For information on how to grow Eucs in pots, see our ‘How to’ pages here
Shoots ‘n Leaves: Young shoots are striking bright flamingo pink in spring, with silvery white and steely blue
Young stems are carmine/purple with a silvery white bloom give way to pinky brown colour as they mature
Juvenile foliage is rounded, striking silvery blue
Adult foliage is of lanceolate/elliptical leaves in blue/green shades, 4-9 cm long
Bark: Very attractive smooth white/grey bark, which flakes and peels to show salmon pink, pewter, chalk white and coffee shades, in a mosaic pattern
Flowers: White and in groups of 3
Leaf Aroma: Typical fresh Eucalyptus aroma
Rate of Growth: Medium to Fast growth rate of 1.5 to 2 metres per year
Height in maturity, if left unpruned: a medium sized Eucalyptus of approx 12-15m tall if unchecked and if pruned will take on the size and shape of a species rose or coppiced Hazel tree. Responds well to coppicing and pollarding.
Hardiness: Very hardy. Tolerant of exposed conditions. The young trees in our nursery survived well, during the winter 2010/11. Should easily tolerate down to -15°C
Hardiness in Eucalyptus is governed by provenance of seed, how it is grown (i.e. high nitrogen levels reduces cold tolerance), age of the tree - the older your tree, the hardier it will be (younger Eucs are more susceptible to frost damage).

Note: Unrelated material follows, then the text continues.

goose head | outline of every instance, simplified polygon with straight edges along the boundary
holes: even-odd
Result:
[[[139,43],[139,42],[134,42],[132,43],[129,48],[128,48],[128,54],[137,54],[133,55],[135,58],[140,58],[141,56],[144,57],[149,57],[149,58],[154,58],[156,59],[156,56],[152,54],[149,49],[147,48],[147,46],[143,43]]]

Planting position and soil preference:
This Eucalyptus requires full sun. Ordinary garden soil is good, as is loamy, sandy/stoney free draining soil. E. archeri grows very well for us at Grafton Nursery in our cold, wet, swampy, alkaline yellow clay, so any soil better than this will be fine!
Make life easier for you and your new tree: Plant with the mycorrhizal fungi product Rootgrow. Eucalyptus in particular have a special, lifelong relationship with their root fungi, the latter of which actively transport food and water directly into the tree roots, helping your new Euc establish faster and more efficiently, particularly in challenging types of soil.
Meaning of the name:
Eucalyptus archeri named after the secretary of the Royal Society, Tasmania; a Mr William H. Archer (1829-1874), plant hunter and botanist. He was also a Fellow of the Royal Society and the Linnean Society. In 1848, he collected Eucalyptus plant material from the Western Mountains of Tasmania; trees later named Eucalyptus archeri.